- Born: 30 November 1897 Forest Gate, London, United Kingdom
- Died: 8 June 1931 (aged 33)
- Allegiance: United Kingdom
- Branch: British Army
- Service years: 1914–1918
- Rank: Captain
- Unit: Royal Warwickshire Regiment
- Conflicts: World War I
- Awards: Military Cross
- Other work: Pilot in the Royal Air Force

= Edwin Campion Vaughan =

British military officer (1897–1931)

Edwin Stephen Campion Vaughan MC (30 November 1897 - 8 June 1931) was a British Army officer in the First World War whose diary later became a well-known book.

==Early life==
He was born at Forest Gate, Essex, one of the nine children of Patrick William Vaughan, an officer in HM Customs Office, and his wife née Lavinia Sowerby Campion. He was educated at the Jesuit College of St. Ignatius, Stamford Hill.

==First World War==
In 1915, he joined the Artists Rifles Officers' Training Corps and was trained at Hare Hall camp, Gidea Park, Essex, at the same time as the poets Wilfred Owen and Edward Thomas, but there is no record of them having ever met. Vaughan was then commissioned into the Royal Warwickshire Regiment on 19 June 1916 as a second lieutenant and sailed for France in January 1917. A fellow officer named Syd Pepper, who had seen action during the Battle of the Somme in 1916, had convinced Vaughan to join the 1/8th battalion of the regiment and he acquired the sole remaining vacancy.

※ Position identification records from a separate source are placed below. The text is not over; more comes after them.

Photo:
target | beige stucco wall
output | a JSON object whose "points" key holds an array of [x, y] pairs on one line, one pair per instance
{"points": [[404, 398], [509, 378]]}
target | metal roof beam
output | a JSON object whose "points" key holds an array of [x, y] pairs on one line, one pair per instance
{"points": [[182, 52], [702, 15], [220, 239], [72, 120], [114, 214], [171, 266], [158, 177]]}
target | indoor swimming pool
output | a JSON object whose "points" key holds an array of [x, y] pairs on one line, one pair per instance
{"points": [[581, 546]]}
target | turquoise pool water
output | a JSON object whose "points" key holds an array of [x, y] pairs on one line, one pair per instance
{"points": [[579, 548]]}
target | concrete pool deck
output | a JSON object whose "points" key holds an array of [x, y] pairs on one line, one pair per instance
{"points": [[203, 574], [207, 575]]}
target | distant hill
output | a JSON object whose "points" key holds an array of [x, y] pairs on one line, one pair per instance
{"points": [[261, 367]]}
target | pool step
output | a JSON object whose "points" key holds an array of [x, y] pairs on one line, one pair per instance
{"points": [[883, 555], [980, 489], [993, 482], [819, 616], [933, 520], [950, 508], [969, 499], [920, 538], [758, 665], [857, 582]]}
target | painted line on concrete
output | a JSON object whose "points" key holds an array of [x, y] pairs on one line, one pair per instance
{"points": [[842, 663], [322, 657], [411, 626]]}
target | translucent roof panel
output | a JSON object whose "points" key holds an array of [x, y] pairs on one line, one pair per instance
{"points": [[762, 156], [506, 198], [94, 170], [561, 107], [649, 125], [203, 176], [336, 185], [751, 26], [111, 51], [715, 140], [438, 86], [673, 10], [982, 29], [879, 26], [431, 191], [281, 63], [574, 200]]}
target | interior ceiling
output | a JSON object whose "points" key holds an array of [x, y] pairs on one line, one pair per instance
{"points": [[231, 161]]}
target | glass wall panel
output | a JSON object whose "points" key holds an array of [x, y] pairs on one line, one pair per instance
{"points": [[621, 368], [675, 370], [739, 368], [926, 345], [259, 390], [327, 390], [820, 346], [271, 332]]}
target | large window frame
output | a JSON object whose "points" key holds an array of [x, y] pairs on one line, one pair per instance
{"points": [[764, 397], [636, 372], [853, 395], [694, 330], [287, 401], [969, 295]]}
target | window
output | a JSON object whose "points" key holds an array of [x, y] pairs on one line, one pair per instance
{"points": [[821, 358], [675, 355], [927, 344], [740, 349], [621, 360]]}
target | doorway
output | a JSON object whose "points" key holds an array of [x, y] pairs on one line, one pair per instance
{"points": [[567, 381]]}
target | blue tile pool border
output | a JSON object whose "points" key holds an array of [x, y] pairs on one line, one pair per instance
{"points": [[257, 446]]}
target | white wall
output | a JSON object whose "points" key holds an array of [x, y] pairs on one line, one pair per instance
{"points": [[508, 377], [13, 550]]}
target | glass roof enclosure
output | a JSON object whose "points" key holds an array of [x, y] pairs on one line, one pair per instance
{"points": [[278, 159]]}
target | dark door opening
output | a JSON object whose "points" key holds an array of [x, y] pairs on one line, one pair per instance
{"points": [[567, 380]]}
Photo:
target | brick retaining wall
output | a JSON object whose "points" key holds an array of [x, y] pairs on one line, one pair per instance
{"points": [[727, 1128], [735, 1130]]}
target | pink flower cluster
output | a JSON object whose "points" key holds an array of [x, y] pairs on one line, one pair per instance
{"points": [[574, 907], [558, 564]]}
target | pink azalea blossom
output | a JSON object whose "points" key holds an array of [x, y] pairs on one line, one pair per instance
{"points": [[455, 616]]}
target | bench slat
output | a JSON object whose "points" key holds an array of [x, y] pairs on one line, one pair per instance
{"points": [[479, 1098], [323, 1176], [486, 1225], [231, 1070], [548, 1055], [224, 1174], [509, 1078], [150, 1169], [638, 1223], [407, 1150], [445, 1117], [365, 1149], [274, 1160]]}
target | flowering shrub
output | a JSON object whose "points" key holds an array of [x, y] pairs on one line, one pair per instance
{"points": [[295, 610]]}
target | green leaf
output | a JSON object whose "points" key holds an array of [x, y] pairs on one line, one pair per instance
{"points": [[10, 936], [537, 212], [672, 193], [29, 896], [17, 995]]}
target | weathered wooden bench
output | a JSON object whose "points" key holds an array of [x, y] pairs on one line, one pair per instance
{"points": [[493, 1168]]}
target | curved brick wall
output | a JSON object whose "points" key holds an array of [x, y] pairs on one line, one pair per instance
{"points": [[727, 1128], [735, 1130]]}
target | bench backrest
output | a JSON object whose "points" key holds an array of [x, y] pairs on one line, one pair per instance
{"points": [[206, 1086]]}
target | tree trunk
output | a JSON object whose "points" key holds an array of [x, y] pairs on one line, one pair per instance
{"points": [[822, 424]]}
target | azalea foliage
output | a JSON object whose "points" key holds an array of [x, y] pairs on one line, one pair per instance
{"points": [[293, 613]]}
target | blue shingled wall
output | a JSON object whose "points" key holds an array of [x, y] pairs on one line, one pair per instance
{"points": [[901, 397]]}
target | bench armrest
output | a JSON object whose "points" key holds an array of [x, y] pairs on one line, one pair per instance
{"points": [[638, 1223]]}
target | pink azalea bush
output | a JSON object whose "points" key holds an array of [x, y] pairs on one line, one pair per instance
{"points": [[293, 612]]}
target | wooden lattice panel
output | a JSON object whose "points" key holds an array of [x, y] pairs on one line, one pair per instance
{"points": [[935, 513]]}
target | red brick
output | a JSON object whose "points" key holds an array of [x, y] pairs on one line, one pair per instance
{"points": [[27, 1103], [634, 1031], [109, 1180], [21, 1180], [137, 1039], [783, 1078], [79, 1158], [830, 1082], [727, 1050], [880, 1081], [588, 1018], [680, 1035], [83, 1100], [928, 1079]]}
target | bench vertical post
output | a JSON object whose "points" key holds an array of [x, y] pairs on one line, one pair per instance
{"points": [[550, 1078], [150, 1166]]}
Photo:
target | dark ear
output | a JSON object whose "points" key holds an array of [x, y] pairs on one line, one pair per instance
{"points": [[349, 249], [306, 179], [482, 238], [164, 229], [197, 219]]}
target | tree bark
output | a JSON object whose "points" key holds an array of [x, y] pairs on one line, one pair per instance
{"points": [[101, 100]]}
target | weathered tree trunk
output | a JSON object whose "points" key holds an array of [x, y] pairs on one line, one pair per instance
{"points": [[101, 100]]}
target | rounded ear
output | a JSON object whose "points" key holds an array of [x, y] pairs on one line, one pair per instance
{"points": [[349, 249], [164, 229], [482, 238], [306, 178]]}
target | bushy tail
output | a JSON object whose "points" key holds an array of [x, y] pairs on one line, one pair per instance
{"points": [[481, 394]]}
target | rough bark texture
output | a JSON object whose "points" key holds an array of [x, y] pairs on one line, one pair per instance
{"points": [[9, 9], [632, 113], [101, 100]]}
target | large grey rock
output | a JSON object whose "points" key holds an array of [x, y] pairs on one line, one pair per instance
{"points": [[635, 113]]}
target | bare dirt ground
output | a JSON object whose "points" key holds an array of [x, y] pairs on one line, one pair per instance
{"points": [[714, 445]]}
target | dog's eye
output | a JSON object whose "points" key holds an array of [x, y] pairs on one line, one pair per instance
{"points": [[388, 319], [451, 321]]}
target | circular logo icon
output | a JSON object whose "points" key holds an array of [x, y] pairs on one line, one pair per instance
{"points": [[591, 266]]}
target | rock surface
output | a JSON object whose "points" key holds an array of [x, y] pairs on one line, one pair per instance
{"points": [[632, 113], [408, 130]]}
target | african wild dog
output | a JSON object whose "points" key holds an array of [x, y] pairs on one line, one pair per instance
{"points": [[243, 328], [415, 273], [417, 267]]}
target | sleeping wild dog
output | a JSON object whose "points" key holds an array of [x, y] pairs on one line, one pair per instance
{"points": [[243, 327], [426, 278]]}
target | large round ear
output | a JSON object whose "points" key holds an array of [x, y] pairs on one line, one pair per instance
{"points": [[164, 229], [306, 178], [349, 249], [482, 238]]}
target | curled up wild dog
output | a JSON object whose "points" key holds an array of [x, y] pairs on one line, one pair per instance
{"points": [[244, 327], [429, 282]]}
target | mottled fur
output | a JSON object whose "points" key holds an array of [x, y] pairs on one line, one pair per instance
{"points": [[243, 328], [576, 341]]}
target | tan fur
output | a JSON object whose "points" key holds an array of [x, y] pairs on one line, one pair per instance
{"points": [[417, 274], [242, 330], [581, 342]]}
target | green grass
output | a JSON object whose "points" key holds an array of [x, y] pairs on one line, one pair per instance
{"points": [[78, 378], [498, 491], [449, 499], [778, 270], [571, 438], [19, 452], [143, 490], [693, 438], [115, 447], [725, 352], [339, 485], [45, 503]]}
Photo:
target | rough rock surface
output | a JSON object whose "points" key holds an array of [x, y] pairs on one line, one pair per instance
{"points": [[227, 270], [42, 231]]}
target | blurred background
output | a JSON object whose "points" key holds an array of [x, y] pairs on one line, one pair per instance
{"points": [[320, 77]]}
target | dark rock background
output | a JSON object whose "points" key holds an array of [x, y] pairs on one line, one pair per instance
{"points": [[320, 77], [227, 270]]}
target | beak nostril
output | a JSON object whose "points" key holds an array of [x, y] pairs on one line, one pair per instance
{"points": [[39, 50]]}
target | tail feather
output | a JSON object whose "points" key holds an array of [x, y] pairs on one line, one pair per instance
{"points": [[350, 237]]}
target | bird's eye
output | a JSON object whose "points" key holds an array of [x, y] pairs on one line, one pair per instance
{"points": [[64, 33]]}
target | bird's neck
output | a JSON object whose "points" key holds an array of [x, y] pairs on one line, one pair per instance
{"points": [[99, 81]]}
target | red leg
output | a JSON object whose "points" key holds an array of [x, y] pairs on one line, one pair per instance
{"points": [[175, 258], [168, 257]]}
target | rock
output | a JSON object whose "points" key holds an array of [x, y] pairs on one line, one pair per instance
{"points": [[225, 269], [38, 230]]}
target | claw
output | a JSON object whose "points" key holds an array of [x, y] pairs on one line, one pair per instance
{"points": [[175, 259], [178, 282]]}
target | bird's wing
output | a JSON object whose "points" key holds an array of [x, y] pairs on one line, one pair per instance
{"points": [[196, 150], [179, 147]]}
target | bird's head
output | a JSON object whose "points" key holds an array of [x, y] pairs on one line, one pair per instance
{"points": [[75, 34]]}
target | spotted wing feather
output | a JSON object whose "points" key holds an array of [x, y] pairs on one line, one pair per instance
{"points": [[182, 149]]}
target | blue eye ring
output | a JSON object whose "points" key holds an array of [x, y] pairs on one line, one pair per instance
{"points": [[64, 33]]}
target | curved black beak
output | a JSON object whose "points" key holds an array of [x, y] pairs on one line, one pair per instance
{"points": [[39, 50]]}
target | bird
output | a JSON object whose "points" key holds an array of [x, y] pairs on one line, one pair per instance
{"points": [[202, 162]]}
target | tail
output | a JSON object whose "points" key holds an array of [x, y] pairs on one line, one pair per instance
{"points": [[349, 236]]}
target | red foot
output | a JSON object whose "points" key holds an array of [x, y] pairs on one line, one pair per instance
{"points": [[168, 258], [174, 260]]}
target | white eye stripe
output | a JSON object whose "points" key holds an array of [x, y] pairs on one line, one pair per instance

During the Battle of Passchendaele (also known as the Third Battle of Ypres) in August and September 1917 he kept a diary of his experiences with trench warfare. He was temporary captain of his Company for a very short time (a few hours) while his commanding officer was wounded, until a new company commander came up to the line. Vaughan was promoted to permanent rank of captain in October 1917 and he later fought in the Italian campaign. In 1918 he returned to France where as a result of his actions in capturing the a bridge over the Sambre Canal, Vaughan was decorated with the Military Cross.

==Post-war==
After the war, he tried to settle down in a civilian life, without much success. In 1920 he transferred to a Territorial Army battalion of the Essex Regiment. In 1922 he was commissioned into the Royal Air Force, qualifying as a pilot. He achieved the rank of flight lieutenant in 1928, but retired due to ill health the following year. In 1926 he married Margaret Frances Southard of Devonport; they had four children. He died in the East Ham Memorial hospital in 1931, the victim of a doctor's error in the administration of drugs, accidentally given cocaine instead of procaine (Novocaine).

==Diary==
After Vaughan's death in 1931, his brother kept the book until 1940 when he returned it to Edwin's wife believing that she would then be able to cope with the horrors described in the book. The diary was published in 1981. Writing in The Wall Street Journal in 2006, James J. Cramer cites Some Desperate Glory as one of the five best books on war:

Vaughan describes the screams of the wounded who had sought refuge in the freshly gouged holes only to find themselves slowly drowning as rain fell and the water level rose. A relentlessly stark account of the war's bloodiest, most futile battle.

Vaughan ended his diary on 28 August, reflecting on the futility of Ypres with:

So this was the end of 'D' Company. Feeling sick and lonely, I returned to my tent to write out my casualty report; but instead I sat on the floor and drank whisky after whisky as I gazed into a black and empty future.